So far we've breezed over a couple of advanced topics in TypeScript like decorators and how the DI system is actually working under the hood. If all you want is a system that works, you can probably move on to another section, but if you want to get a deeper understanding of how Nest works, this is the section for you.
Earlier in the docs we mentioned that "The @Injectable() decorator attaches
metadata, which declares that CatsService is a class that can be managed by
the Nest IoC container.". This is only a half truth. In reality, adding the
provider to a module's providers array is what makes the provider able to be
injected via the IoC container. What @Injectable() is doing is forcing
TypeScript to emit metadata about the class's constructor, specifically the
design:paramtypes metadata that will be read at start up.
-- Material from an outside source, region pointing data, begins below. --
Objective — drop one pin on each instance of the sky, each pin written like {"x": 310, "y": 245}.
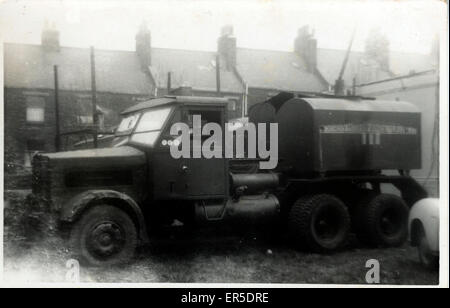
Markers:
{"x": 262, "y": 24}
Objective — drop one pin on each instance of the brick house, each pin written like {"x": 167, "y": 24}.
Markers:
{"x": 29, "y": 102}
{"x": 246, "y": 76}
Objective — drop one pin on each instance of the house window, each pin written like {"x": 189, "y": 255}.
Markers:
{"x": 84, "y": 106}
{"x": 35, "y": 109}
{"x": 32, "y": 148}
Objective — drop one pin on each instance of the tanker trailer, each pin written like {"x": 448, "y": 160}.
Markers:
{"x": 334, "y": 155}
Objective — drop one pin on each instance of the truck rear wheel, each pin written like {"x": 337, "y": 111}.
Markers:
{"x": 319, "y": 222}
{"x": 104, "y": 236}
{"x": 383, "y": 221}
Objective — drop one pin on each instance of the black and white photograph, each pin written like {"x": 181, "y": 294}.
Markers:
{"x": 267, "y": 143}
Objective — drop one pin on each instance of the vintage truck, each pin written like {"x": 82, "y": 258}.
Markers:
{"x": 332, "y": 152}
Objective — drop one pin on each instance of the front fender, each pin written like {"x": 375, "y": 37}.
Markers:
{"x": 76, "y": 206}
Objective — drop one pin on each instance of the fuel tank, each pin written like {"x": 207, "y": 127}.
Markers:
{"x": 323, "y": 134}
{"x": 249, "y": 209}
{"x": 252, "y": 183}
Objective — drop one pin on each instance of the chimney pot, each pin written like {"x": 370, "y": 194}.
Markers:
{"x": 50, "y": 37}
{"x": 305, "y": 45}
{"x": 226, "y": 47}
{"x": 143, "y": 45}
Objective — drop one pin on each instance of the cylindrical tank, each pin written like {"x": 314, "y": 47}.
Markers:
{"x": 253, "y": 183}
{"x": 250, "y": 209}
{"x": 334, "y": 134}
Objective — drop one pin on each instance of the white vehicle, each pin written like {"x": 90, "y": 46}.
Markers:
{"x": 424, "y": 231}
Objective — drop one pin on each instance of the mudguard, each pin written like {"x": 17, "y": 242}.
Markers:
{"x": 76, "y": 206}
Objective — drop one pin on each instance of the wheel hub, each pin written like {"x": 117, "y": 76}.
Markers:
{"x": 106, "y": 239}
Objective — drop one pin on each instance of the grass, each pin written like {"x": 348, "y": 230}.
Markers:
{"x": 203, "y": 259}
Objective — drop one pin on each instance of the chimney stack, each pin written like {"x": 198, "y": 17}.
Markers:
{"x": 50, "y": 37}
{"x": 143, "y": 45}
{"x": 305, "y": 46}
{"x": 226, "y": 47}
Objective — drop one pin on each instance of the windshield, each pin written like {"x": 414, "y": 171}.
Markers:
{"x": 127, "y": 124}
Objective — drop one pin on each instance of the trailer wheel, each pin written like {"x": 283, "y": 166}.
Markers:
{"x": 319, "y": 222}
{"x": 104, "y": 236}
{"x": 383, "y": 221}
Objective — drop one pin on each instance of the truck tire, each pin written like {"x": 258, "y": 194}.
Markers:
{"x": 104, "y": 236}
{"x": 319, "y": 222}
{"x": 382, "y": 221}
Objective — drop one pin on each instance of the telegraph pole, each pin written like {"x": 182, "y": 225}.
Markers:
{"x": 57, "y": 132}
{"x": 94, "y": 96}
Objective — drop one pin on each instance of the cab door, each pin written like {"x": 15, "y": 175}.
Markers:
{"x": 205, "y": 177}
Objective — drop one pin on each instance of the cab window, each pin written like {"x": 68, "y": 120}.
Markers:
{"x": 150, "y": 125}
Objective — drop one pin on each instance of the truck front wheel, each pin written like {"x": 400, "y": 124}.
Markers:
{"x": 104, "y": 236}
{"x": 383, "y": 221}
{"x": 319, "y": 222}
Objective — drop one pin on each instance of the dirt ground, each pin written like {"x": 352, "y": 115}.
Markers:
{"x": 225, "y": 259}
{"x": 206, "y": 257}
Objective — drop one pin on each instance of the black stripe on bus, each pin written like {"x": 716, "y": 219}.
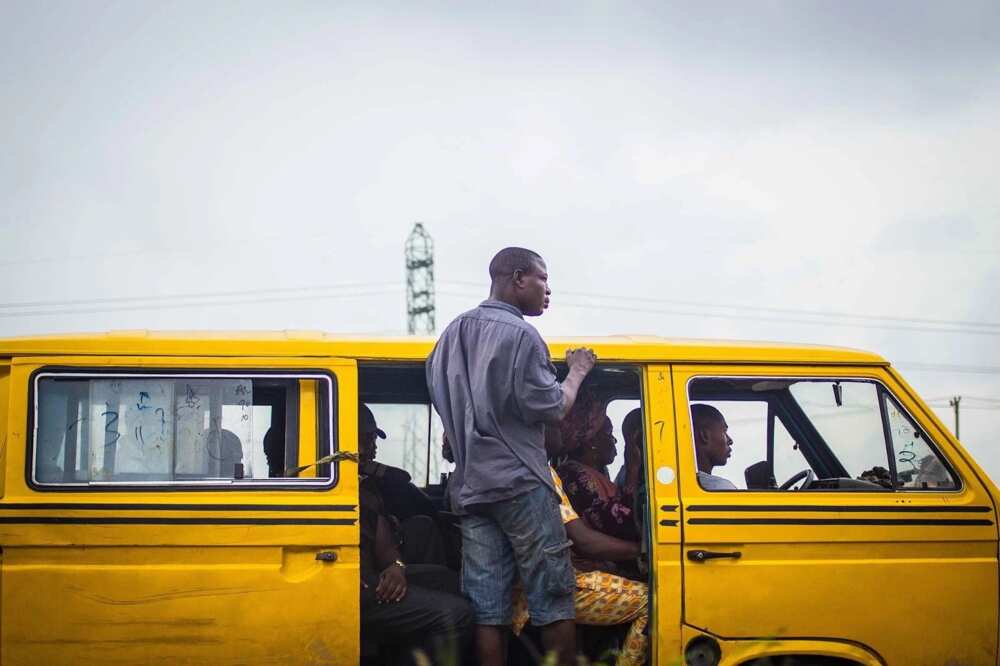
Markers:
{"x": 68, "y": 520}
{"x": 837, "y": 521}
{"x": 805, "y": 508}
{"x": 66, "y": 506}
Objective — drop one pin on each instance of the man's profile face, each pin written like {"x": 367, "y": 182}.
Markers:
{"x": 717, "y": 444}
{"x": 533, "y": 289}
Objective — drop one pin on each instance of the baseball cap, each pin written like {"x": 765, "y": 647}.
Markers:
{"x": 366, "y": 421}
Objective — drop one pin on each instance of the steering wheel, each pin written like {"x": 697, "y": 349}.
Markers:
{"x": 804, "y": 474}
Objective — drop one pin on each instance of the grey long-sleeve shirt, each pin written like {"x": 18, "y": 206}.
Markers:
{"x": 492, "y": 383}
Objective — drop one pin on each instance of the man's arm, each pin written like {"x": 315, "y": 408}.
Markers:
{"x": 580, "y": 362}
{"x": 392, "y": 580}
{"x": 596, "y": 545}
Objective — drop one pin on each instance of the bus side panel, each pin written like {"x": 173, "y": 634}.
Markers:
{"x": 665, "y": 515}
{"x": 161, "y": 575}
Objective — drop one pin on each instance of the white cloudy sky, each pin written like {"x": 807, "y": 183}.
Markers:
{"x": 733, "y": 164}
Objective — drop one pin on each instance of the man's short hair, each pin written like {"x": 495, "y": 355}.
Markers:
{"x": 632, "y": 422}
{"x": 703, "y": 415}
{"x": 511, "y": 259}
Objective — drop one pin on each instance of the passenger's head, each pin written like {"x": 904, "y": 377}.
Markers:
{"x": 587, "y": 431}
{"x": 599, "y": 450}
{"x": 712, "y": 443}
{"x": 632, "y": 428}
{"x": 519, "y": 277}
{"x": 583, "y": 420}
{"x": 368, "y": 431}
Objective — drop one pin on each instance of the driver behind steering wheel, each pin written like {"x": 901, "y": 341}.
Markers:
{"x": 712, "y": 445}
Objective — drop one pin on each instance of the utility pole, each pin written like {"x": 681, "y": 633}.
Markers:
{"x": 419, "y": 252}
{"x": 954, "y": 403}
{"x": 419, "y": 281}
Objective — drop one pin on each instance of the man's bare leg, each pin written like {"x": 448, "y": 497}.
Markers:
{"x": 560, "y": 637}
{"x": 491, "y": 644}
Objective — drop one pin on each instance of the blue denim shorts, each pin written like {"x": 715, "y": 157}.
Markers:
{"x": 522, "y": 536}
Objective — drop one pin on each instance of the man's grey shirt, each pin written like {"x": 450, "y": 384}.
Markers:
{"x": 492, "y": 383}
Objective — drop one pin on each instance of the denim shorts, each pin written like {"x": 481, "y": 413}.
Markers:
{"x": 524, "y": 535}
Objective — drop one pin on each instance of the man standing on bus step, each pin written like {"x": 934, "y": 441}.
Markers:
{"x": 491, "y": 381}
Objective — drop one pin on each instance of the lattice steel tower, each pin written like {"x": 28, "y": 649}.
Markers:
{"x": 419, "y": 281}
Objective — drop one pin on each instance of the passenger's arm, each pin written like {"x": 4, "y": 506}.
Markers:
{"x": 392, "y": 580}
{"x": 595, "y": 545}
{"x": 580, "y": 362}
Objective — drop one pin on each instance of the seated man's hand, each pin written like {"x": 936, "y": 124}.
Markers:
{"x": 391, "y": 584}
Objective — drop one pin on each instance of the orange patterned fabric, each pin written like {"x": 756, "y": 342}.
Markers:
{"x": 601, "y": 599}
{"x": 566, "y": 511}
{"x": 605, "y": 599}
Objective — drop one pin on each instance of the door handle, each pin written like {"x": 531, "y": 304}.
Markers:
{"x": 704, "y": 555}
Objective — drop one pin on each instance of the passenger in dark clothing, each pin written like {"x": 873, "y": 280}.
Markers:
{"x": 411, "y": 514}
{"x": 407, "y": 607}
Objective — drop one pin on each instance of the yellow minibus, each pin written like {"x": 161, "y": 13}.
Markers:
{"x": 146, "y": 516}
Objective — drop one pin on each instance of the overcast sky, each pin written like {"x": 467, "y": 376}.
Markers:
{"x": 701, "y": 169}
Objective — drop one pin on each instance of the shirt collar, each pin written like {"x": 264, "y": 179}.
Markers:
{"x": 500, "y": 305}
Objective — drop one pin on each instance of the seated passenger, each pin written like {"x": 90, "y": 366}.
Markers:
{"x": 410, "y": 512}
{"x": 406, "y": 607}
{"x": 602, "y": 599}
{"x": 586, "y": 432}
{"x": 630, "y": 476}
{"x": 712, "y": 446}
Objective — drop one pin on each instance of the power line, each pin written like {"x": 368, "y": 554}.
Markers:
{"x": 199, "y": 304}
{"x": 755, "y": 308}
{"x": 785, "y": 320}
{"x": 194, "y": 295}
{"x": 941, "y": 367}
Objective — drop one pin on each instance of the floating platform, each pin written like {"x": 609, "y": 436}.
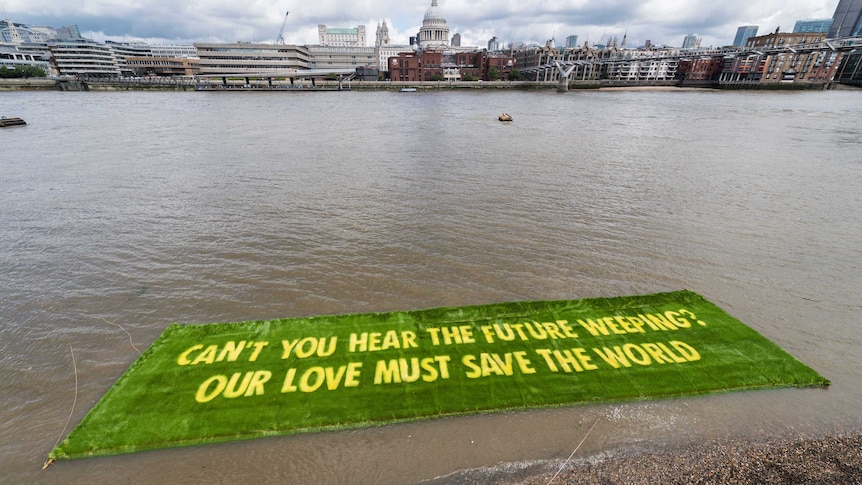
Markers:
{"x": 4, "y": 122}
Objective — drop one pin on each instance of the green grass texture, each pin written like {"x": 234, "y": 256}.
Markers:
{"x": 208, "y": 383}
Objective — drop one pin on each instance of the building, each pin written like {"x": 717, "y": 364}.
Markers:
{"x": 163, "y": 66}
{"x": 252, "y": 59}
{"x": 330, "y": 37}
{"x": 176, "y": 51}
{"x": 17, "y": 34}
{"x": 643, "y": 70}
{"x": 449, "y": 65}
{"x": 83, "y": 57}
{"x": 812, "y": 25}
{"x": 11, "y": 57}
{"x": 124, "y": 50}
{"x": 434, "y": 33}
{"x": 699, "y": 69}
{"x": 847, "y": 19}
{"x": 382, "y": 37}
{"x": 691, "y": 41}
{"x": 784, "y": 39}
{"x": 743, "y": 34}
{"x": 333, "y": 57}
{"x": 850, "y": 71}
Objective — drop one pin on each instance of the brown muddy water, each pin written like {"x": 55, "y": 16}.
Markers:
{"x": 124, "y": 212}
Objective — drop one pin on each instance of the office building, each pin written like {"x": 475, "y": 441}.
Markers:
{"x": 252, "y": 59}
{"x": 743, "y": 34}
{"x": 847, "y": 20}
{"x": 83, "y": 57}
{"x": 330, "y": 37}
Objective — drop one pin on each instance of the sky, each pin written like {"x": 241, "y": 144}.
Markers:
{"x": 663, "y": 22}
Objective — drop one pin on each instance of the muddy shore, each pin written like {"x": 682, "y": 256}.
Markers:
{"x": 834, "y": 459}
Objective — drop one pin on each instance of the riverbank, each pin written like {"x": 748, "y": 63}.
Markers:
{"x": 260, "y": 85}
{"x": 833, "y": 459}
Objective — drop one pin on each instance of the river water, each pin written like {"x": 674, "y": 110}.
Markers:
{"x": 121, "y": 213}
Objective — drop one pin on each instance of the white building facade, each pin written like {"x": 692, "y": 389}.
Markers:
{"x": 332, "y": 37}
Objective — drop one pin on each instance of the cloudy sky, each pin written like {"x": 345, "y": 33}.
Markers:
{"x": 185, "y": 21}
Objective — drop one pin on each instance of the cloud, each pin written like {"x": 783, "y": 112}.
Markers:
{"x": 662, "y": 21}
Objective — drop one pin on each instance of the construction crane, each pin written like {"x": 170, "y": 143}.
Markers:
{"x": 280, "y": 39}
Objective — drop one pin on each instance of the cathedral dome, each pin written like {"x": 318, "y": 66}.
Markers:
{"x": 434, "y": 31}
{"x": 434, "y": 16}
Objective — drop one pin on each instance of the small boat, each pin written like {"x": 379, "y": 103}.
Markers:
{"x": 4, "y": 122}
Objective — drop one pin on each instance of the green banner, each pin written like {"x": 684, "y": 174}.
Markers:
{"x": 219, "y": 382}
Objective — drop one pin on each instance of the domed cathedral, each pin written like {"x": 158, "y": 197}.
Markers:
{"x": 434, "y": 32}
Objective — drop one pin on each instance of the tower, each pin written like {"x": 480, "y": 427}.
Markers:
{"x": 15, "y": 36}
{"x": 434, "y": 31}
{"x": 743, "y": 34}
{"x": 847, "y": 19}
{"x": 382, "y": 34}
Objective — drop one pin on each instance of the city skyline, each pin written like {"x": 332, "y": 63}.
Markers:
{"x": 660, "y": 21}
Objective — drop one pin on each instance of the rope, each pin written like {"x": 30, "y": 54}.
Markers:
{"x": 573, "y": 452}
{"x": 74, "y": 403}
{"x": 118, "y": 326}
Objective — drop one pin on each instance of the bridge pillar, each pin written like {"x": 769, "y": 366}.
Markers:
{"x": 563, "y": 85}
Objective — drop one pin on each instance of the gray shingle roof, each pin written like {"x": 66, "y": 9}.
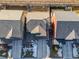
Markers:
{"x": 10, "y": 19}
{"x": 66, "y": 16}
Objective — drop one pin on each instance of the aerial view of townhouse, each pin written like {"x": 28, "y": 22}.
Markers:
{"x": 39, "y": 29}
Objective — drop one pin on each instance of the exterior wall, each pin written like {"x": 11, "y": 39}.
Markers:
{"x": 5, "y": 27}
{"x": 38, "y": 2}
{"x": 64, "y": 28}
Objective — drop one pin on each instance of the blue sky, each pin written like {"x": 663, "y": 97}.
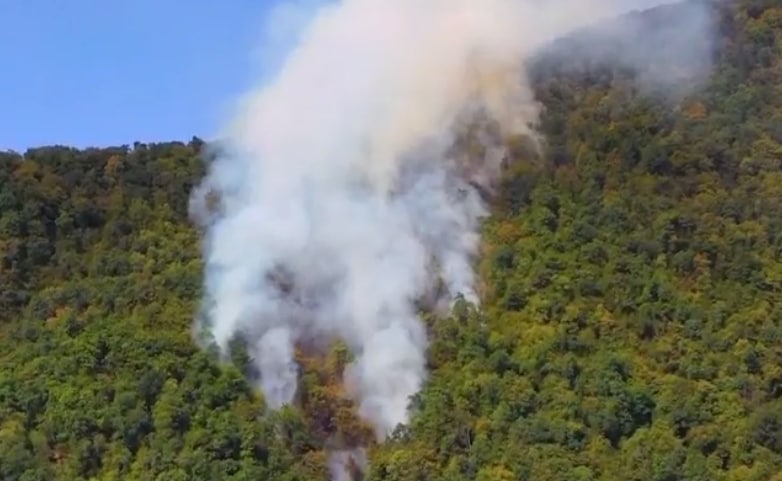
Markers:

If there is an
@Inject() decorator in the constructor, by technicality this does enough to
make TypeScript emit all the same metadata. Take a look at the compiled
JavaScript from the following TypeScript class:
export class Foo {
constructor(private readonly foo: string) {}
}
export class Bar {
constructor(private readonly bar: string) {}
}
export class FooBar {
constructor(private readonly foo: Foo, private readonly bar: Bar) {}
}The transpiled code would look like this
export class Foo {
constructor(foo) {
this.foo = foo;
}
}
export class Bar {
constructor(bar) {
this.bar = bar;
}
}
export class FooBar {
constructor(foo, bar) {
this.foo = foo;
this.bar = bar;
}
}Now, let's add the @Injectable() decorator to the classes. We get the
following output in our dist
var __decorate = (this && this.__decorate) || function (decorators, target, key, desc) {
var c = arguments.length, r = c < 3 ? target : desc === null ? desc = Object.getOwnPropertyDescriptor(target, key) : desc, d;
if (typeof Reflect === "object" && typeof Reflect.decorate === "function") r = Reflect.decorate(decorators, target, key, desc);
else for (var i = decorators.length - 1; i >= 0; i--) if (d = decorators[i]) r = (c < 3 ? d(r) : c > 3 ? d(target, key, r) : d(target, key)) || r;
return c > 3 && r && Object.defineProperty(target, key, r), r;
};
var __metadata = (this && this.__metadata) || function (k, v) {
if (typeof Reflect === "object" && typeof Reflect.metadata === "function") return Reflect.metadata(k, v);
};
let Foo = class Foo {
constructor(foo) {
this.foo = foo;
}
};
Foo = __decorate([
Injectable(),
__metadata("design:paramtypes", [String])
], Foo);
export { Foo };
let Bar = class Bar {
constructor(bar) {
this.bar = bar;
}
};
Bar = __decorate([
Injectable(),
__metadata("design:paramtypes", [String])
], Bar);
export { Bar };
let FooBar = class FooBar {
constructor(foo, bar) {
this.foo = foo;
this.bar = bar;
}
};
FooBar = __decorate([
Injectable(),
__metadata("design:paramtypes", [Foo, Bar])
], FooBar);
export { FooBar };There's a lot going on in the above snippet, so let's ignore the __decorate
and __metadata method definitions and look just at the class portions.
Notice that now there are metadata definitions for the design:paramtypes
metadata key of [String] for Foo and Bar and [Foo, Bar] for FooBar.
This tells Nest what parameters are expected in each position of the
constructor for each class.
info Hint When you use
@Inject('SomeString')Nest will setdesign:paramtypestoSomeStringfor the position that you are decorating.
What Nest will do when reading this metadata is match it up with the class or
injection token that exists in the current module's provider list and use that
provider in the proper location for the constructor. This is why it is very
important to either use a class, or @Inject() on the right parameter, and
why all decorators cannot be used wherever you want.